Ludovic Chelle

Personal information
- Born: 3 January 1983 (age 42) Toulouse, France
- Nationality: Mali / France
- Listed height: 6 ft 2 in (1.88 m)

Career information
- Playing career: 2001–2024
- Position: Shooting guard

Career history
- 2001-2002: Olympique Antibes
- 2002-2004: Paris Basket Racing
- 2004-2006: Chorale Roanne Basket
- 2006-2009: JL Bourg-en-Bresse
- 2009-2010: Hermine Nantes
- 2010-2011: ALM Évreux Basket
- 2011-2013: Rouen
- 2013-2016: HTV Basket
- 2016-2018: Caen
- 2018-2020: Saint-Vallier
- 2021: UB Chartres Métropole
- 2021-2024: Pont-de-Chéruy

= Ludovic Chelle =

French–Malian basketball player

Ludovic Chelle (born 3 January 1983) is a French and Malian former basketball player.

Chelle has predominantly been a role player coming off the bench in his time in the French league.

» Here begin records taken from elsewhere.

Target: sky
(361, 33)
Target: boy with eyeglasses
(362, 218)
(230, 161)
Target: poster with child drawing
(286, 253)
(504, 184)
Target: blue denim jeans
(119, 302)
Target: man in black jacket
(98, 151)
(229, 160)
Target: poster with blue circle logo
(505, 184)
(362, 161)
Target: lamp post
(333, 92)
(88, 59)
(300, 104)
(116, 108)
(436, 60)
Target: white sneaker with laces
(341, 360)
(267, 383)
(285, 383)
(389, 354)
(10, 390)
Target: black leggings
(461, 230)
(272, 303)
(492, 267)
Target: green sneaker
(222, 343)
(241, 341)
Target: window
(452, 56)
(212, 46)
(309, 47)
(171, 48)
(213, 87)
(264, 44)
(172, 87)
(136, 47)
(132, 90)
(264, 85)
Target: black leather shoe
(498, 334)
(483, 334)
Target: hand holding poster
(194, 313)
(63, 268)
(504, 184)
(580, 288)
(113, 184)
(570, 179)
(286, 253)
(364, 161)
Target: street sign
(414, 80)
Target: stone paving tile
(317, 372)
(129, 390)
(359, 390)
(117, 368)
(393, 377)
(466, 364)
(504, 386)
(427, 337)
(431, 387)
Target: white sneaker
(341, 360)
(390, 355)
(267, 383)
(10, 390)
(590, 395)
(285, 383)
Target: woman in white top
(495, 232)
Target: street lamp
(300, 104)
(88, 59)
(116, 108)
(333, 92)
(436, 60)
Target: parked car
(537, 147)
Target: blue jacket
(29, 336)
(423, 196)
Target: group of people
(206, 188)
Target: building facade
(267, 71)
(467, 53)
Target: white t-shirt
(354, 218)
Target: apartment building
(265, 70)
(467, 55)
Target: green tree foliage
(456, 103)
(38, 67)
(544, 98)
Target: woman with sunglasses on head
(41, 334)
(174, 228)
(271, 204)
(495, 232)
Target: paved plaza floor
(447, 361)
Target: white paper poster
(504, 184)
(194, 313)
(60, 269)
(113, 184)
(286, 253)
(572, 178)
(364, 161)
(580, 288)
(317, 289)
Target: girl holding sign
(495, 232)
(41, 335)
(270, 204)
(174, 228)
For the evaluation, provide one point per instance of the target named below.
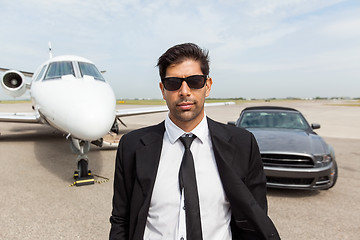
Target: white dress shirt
(166, 216)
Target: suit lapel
(148, 156)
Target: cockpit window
(90, 70)
(58, 69)
(41, 73)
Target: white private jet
(70, 94)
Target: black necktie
(187, 180)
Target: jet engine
(13, 83)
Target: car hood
(289, 140)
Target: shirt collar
(174, 132)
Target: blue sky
(258, 48)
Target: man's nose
(184, 89)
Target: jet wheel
(83, 168)
(83, 175)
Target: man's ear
(208, 86)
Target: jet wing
(28, 117)
(148, 110)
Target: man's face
(186, 105)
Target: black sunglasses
(194, 82)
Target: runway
(37, 168)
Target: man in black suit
(165, 189)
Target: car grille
(290, 181)
(286, 160)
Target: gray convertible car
(294, 156)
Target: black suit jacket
(239, 165)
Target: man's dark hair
(179, 53)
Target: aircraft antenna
(50, 53)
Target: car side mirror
(232, 123)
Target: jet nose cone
(93, 114)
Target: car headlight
(323, 158)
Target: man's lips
(185, 105)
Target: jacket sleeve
(120, 214)
(256, 179)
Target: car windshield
(273, 119)
(58, 69)
(90, 70)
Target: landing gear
(83, 176)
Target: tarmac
(37, 168)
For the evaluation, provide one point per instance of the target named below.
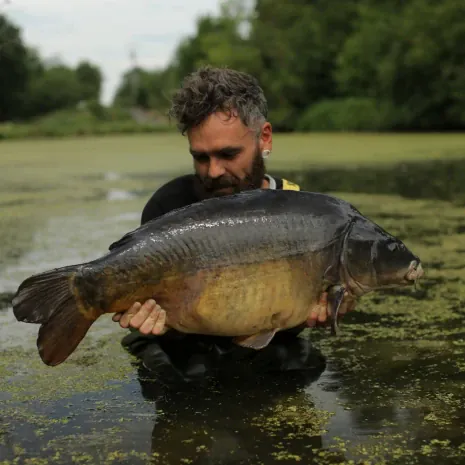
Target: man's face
(227, 155)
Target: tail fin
(48, 298)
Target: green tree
(89, 77)
(412, 57)
(56, 89)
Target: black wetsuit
(187, 356)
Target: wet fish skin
(238, 265)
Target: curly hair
(210, 89)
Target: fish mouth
(415, 272)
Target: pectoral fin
(335, 298)
(256, 341)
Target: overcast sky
(104, 31)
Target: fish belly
(243, 299)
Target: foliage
(324, 65)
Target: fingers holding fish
(125, 318)
(348, 304)
(155, 322)
(319, 313)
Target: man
(223, 112)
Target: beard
(207, 187)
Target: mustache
(213, 184)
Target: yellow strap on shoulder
(290, 186)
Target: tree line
(323, 64)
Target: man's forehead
(219, 131)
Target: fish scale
(243, 266)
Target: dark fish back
(266, 224)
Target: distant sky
(104, 31)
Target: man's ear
(266, 137)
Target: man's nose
(215, 168)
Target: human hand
(149, 318)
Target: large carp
(244, 265)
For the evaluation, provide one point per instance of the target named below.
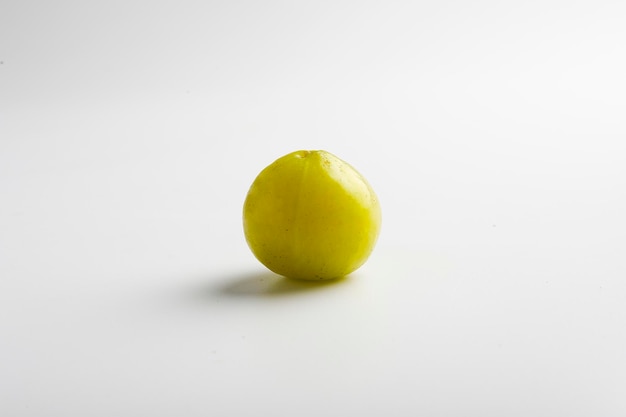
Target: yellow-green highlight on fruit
(309, 215)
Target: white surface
(493, 133)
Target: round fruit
(310, 215)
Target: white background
(494, 133)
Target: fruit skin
(309, 215)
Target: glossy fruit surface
(310, 215)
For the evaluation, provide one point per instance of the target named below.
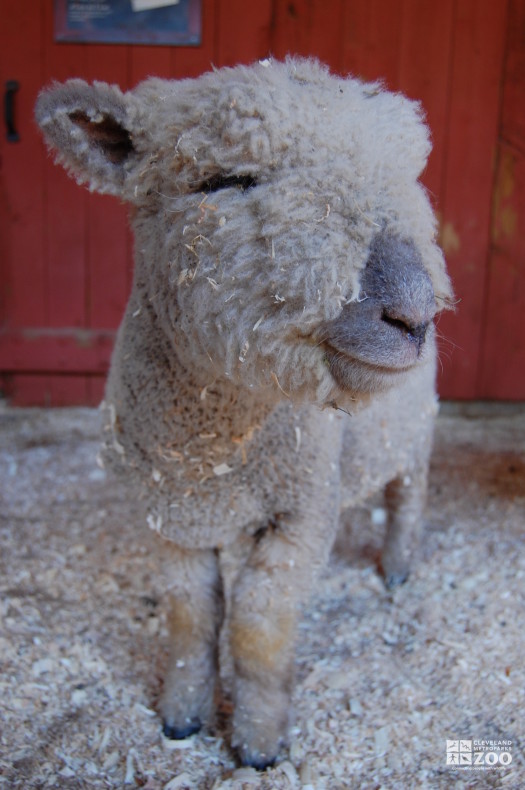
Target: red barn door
(65, 255)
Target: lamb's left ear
(91, 129)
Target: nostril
(414, 332)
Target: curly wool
(231, 285)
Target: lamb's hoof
(179, 733)
(395, 579)
(255, 760)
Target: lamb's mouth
(354, 373)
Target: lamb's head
(282, 237)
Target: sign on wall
(170, 22)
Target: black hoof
(395, 580)
(179, 733)
(258, 761)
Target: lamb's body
(285, 265)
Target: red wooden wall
(66, 255)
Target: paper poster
(175, 22)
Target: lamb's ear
(91, 129)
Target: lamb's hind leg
(405, 499)
(266, 597)
(196, 611)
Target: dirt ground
(384, 679)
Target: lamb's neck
(212, 426)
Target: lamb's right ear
(91, 129)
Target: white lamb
(286, 273)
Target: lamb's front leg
(265, 607)
(405, 499)
(196, 612)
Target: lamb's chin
(360, 377)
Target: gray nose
(394, 278)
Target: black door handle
(11, 88)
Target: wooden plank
(513, 111)
(23, 282)
(66, 204)
(475, 92)
(309, 28)
(108, 253)
(242, 32)
(56, 350)
(371, 39)
(26, 390)
(502, 373)
(424, 73)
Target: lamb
(276, 360)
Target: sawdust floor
(383, 679)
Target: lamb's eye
(222, 181)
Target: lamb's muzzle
(383, 333)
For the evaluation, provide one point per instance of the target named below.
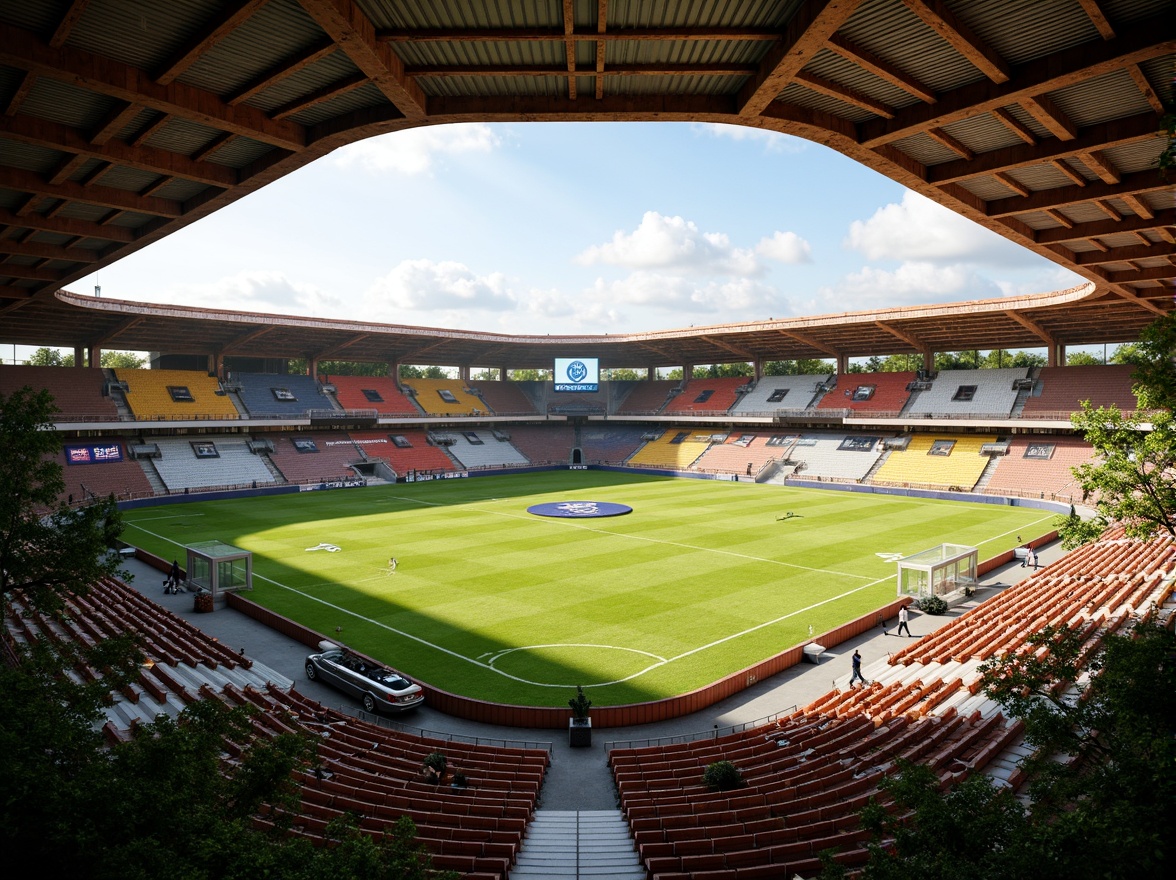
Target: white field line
(541, 684)
(568, 522)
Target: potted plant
(580, 725)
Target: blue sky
(578, 228)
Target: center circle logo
(579, 510)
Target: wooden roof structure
(126, 121)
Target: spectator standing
(856, 662)
(903, 618)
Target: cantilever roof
(126, 121)
(1075, 317)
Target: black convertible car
(378, 687)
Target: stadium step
(563, 844)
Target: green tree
(46, 547)
(1106, 812)
(622, 374)
(1131, 480)
(122, 360)
(802, 366)
(49, 358)
(409, 372)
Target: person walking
(856, 662)
(903, 618)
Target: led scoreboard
(578, 374)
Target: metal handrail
(715, 733)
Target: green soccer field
(700, 580)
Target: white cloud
(919, 228)
(910, 284)
(414, 151)
(426, 286)
(672, 244)
(772, 141)
(786, 247)
(255, 291)
(734, 299)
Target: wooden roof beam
(25, 51)
(108, 197)
(1138, 206)
(48, 252)
(961, 38)
(336, 350)
(1014, 125)
(1033, 327)
(18, 98)
(67, 168)
(65, 226)
(843, 93)
(44, 133)
(1108, 210)
(275, 74)
(601, 27)
(942, 138)
(880, 68)
(1068, 172)
(553, 34)
(1103, 167)
(1140, 181)
(352, 30)
(1097, 18)
(1051, 117)
(246, 338)
(207, 38)
(1136, 42)
(569, 46)
(913, 341)
(806, 34)
(806, 339)
(1116, 254)
(1144, 86)
(66, 25)
(320, 95)
(1009, 181)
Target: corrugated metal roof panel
(1101, 100)
(37, 15)
(124, 178)
(240, 152)
(1136, 157)
(796, 93)
(141, 34)
(27, 157)
(182, 135)
(333, 68)
(926, 150)
(895, 34)
(366, 95)
(1001, 24)
(843, 72)
(65, 105)
(260, 42)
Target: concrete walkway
(579, 778)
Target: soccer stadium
(699, 554)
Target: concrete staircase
(563, 844)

After signing in 2001 with Olympique Antibes, Chelle has played for four teams in the league. His best season came with Chorale Roanne Basket in 2005, averaging 8.9 points per game in 34 games. He also participated in the FIBA EuroCup with Paris Basket Racing in 2004.

Chelle averaged 11.1 PPG during the 2009 FIBA Africa Championship in helping Mali to an eighth-place finish in the tournament.